The answer is: nobody knows and we can’t tell with certainty, nor with anything like certainty. The short reason why we can’t know is because we don’t know the causes of X, therefore we don’t know how the policy changed all the causes of X, therefore we have no solid idea why X changed.
Reversing that, supposing we did know the causes of X, then we (of course) would know why X took each value, and we therefore would know how the causes change due to the policy, and therefore we would know the exact changes in X if the policy were in place or if were it not.
This much should be obvious. But there has developed a tradition in classical (mainly frequentist, but also Bayesian) statistics which purports to reveal the changes in X due to a change in policy. I don’t want to delve deeply into the statistical methods, since our purpose is philosophical. I’ll instead say it was asserted that because there was measured a “statistically significant” upward trend after the policy was implemented, that therefore the policy had worked.
This cannot be so.

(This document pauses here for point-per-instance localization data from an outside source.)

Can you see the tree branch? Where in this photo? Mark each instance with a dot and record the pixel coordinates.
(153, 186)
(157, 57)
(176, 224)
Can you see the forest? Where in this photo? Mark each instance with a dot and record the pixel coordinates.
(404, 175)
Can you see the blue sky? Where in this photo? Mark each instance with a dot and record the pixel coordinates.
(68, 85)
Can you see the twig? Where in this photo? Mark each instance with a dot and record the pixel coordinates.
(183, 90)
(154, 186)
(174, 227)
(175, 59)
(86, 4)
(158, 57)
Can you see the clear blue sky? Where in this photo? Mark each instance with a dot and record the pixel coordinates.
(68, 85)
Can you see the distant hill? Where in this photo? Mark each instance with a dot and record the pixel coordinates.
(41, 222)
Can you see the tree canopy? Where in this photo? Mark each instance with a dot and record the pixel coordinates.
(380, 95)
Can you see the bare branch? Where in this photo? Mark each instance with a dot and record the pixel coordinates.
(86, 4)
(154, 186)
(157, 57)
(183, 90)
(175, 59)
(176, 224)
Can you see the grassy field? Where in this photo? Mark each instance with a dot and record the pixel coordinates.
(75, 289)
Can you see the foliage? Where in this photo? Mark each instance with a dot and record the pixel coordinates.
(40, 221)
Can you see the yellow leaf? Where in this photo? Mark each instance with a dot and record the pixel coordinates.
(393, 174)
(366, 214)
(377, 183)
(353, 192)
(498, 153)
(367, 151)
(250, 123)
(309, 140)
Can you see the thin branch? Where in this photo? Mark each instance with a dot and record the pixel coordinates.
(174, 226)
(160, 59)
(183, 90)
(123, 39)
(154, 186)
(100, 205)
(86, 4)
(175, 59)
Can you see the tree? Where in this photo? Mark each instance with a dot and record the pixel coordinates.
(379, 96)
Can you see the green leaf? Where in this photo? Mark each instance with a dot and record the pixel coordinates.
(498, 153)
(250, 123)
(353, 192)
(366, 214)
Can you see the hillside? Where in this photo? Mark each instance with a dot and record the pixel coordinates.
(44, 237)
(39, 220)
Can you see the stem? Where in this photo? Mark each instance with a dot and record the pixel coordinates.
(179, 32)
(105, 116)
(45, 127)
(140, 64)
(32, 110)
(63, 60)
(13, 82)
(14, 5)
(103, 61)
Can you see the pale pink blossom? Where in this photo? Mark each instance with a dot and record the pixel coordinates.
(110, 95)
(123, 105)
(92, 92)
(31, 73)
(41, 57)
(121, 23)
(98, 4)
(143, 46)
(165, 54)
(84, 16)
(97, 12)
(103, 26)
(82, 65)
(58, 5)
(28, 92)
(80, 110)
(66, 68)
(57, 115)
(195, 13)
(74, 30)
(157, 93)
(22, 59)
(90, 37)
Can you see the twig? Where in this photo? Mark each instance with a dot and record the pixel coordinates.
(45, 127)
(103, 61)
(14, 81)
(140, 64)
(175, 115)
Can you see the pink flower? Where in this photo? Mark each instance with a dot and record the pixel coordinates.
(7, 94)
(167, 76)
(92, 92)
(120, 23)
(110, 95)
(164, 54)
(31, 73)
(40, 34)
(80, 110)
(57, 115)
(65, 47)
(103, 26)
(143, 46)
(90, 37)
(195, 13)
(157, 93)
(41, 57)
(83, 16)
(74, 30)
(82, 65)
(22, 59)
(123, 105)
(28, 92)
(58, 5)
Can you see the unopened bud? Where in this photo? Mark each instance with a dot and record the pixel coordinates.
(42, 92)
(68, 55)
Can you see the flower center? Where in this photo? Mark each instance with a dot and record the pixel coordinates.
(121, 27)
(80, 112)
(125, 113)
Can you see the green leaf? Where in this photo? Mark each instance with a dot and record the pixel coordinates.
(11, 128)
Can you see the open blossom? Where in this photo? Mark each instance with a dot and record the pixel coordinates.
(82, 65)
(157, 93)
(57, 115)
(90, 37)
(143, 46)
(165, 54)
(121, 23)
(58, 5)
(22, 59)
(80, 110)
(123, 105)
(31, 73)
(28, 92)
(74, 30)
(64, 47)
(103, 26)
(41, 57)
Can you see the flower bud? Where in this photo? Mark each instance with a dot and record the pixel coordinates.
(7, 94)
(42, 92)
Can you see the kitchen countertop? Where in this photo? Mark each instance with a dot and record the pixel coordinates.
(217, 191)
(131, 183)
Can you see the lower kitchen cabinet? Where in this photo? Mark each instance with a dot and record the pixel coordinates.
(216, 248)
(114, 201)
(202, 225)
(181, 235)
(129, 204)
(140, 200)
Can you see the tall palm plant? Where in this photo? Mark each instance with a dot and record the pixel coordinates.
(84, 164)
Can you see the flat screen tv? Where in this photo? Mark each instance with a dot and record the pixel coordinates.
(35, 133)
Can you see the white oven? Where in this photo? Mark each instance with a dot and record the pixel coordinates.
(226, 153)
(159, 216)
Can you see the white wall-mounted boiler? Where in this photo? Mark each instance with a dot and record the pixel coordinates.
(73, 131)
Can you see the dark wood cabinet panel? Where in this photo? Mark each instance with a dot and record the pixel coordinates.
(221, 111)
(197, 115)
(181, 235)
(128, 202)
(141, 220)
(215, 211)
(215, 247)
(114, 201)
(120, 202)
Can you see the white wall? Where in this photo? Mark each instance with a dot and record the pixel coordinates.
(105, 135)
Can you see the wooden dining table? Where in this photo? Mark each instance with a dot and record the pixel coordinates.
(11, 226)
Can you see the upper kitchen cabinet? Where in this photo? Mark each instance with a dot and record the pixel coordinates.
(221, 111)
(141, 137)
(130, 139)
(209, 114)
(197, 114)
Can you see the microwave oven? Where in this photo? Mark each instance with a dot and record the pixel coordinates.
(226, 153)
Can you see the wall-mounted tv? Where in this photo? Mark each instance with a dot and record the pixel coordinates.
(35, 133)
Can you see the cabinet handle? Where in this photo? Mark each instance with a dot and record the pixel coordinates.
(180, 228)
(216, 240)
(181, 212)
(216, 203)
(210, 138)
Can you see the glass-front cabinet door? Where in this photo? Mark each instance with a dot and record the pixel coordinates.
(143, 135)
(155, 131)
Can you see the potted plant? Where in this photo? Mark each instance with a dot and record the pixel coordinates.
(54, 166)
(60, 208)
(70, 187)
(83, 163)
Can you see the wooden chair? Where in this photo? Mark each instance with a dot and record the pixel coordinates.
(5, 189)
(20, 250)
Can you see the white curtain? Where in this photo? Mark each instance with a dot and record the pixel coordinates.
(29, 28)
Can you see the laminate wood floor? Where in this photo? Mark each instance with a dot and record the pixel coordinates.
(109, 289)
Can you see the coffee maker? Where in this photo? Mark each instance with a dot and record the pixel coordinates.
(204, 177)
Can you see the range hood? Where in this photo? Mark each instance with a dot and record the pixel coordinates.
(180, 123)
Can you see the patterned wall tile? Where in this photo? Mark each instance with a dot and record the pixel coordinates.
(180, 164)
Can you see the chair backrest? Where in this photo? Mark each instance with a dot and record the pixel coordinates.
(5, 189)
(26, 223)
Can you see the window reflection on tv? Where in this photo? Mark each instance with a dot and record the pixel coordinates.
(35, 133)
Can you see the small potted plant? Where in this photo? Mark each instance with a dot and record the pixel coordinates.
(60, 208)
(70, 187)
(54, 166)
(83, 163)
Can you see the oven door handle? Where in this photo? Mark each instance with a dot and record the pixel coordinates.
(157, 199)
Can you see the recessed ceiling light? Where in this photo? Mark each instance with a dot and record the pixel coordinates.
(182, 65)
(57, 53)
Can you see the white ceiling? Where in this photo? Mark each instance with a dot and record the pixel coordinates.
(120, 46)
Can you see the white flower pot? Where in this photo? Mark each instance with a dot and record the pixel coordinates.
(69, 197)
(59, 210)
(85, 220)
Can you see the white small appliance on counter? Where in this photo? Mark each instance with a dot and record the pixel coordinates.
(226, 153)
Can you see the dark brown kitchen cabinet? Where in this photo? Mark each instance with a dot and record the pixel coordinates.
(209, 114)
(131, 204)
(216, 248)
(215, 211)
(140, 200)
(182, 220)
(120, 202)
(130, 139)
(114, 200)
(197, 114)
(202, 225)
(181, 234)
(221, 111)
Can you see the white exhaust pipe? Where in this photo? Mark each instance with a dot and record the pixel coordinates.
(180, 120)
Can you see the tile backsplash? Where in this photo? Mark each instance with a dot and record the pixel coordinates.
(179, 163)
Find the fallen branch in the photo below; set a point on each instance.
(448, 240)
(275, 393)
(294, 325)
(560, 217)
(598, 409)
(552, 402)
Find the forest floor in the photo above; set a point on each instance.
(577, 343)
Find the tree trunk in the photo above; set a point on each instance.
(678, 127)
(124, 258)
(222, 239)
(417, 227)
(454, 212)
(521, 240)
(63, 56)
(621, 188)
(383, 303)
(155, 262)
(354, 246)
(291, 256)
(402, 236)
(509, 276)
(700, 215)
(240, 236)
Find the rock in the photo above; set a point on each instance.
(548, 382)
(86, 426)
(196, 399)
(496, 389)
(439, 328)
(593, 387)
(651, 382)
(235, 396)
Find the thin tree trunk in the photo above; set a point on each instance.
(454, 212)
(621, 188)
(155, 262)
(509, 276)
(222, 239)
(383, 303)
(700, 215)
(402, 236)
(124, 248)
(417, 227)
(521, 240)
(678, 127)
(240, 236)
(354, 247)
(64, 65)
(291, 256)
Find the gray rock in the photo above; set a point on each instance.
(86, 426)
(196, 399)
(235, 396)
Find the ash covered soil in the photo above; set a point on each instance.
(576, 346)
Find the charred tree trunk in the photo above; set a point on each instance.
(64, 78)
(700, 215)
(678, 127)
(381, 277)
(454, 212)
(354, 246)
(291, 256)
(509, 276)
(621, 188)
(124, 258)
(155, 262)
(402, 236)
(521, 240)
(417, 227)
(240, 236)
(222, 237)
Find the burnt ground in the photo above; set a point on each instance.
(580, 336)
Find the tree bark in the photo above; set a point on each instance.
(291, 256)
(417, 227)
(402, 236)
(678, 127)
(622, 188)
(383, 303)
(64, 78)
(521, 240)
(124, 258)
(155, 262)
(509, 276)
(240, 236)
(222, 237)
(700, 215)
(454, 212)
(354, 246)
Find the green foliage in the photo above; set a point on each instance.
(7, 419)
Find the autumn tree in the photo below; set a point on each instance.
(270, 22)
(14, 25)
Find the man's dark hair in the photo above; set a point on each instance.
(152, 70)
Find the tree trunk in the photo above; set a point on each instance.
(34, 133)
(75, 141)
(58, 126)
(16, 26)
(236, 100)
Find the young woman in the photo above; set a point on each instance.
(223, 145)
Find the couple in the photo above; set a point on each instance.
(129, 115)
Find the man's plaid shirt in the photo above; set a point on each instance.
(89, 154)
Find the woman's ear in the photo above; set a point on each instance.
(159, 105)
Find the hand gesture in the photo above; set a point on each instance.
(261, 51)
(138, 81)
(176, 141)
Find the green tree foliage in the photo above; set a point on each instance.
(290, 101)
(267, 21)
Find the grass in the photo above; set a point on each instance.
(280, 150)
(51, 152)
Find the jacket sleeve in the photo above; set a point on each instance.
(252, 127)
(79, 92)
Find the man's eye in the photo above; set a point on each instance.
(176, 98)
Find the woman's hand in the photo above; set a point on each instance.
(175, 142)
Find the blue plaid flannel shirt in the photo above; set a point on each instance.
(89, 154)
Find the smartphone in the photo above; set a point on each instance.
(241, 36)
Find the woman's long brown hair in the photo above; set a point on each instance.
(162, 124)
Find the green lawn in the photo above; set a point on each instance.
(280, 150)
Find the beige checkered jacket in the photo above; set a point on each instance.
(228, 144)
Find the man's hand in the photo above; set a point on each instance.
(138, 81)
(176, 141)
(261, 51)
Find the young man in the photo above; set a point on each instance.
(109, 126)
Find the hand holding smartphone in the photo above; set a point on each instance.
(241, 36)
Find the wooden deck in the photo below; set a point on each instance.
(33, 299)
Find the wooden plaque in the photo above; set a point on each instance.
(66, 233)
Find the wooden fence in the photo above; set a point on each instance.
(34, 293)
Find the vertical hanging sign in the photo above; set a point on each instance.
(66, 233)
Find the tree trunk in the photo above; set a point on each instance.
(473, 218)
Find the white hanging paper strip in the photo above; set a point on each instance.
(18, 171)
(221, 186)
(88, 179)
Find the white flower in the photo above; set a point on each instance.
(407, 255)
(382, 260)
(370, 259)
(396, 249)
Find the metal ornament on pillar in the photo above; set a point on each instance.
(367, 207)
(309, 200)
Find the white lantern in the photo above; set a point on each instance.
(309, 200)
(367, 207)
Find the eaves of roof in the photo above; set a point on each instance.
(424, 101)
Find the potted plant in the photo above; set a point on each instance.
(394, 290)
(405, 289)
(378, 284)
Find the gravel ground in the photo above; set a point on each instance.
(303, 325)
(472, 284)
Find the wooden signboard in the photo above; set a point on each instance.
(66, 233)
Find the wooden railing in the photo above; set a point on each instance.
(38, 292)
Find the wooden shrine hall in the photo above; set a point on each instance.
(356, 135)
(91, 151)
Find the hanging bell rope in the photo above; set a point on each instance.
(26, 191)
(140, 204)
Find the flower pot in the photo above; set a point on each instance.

Here is why. Here is a picture of the difference in trend coefficients from linear regressions, first regressing 1993 versus 1994-2014, then 1993-1994 versus 1995-2014, and so on, up to 1993-2013 versus 2014. The points are colored red if the p-value associated with the difference in trend coefficients is wee, else it is black if the p-value is not wee.
It isn’t quite the same, but if you have heard of “tests for differences in means” (always a misnomer), think of those. For example, the first test is for the mean of 1993 (which is just 1993) versus the mean of 1994-2014, and so on. The difference in means (or thereabouts) are the dots. Take 2000: the red dot says the mean (or thereabouts) of X from 1993-2000 was “significantly” lower than the mean of X from 2001-2014.
Now the mean of 1993-2001 was also lower than the mean from 2002-2014. It was not “significantly” lower. But was it lower? Yes, sir, it was. Some thing or things caused the differences in means in both cases. The interpretation of “significance” is one of two things, both of which are always (as in always) wrong.
(1) A classical statistician will say some real thing caused the change from 1993-2000 to 2001-2014, and he will also say “chance” or “randomness” caused the change from 1993-2001 to 2002-2014. Chance and randomness are not physical, they have no causal powers; therefore, they cannot cause anything. When this is pointed out, the statistician will then say that he does not know what caused the 1993-2001 to 2002-2014 shift. And that is fair enough, because typically he will not know. Yet here we do know there multitudinous causes which, we can infer, must have changed in magnitude between the two time periods. Where or when or how we cannot say.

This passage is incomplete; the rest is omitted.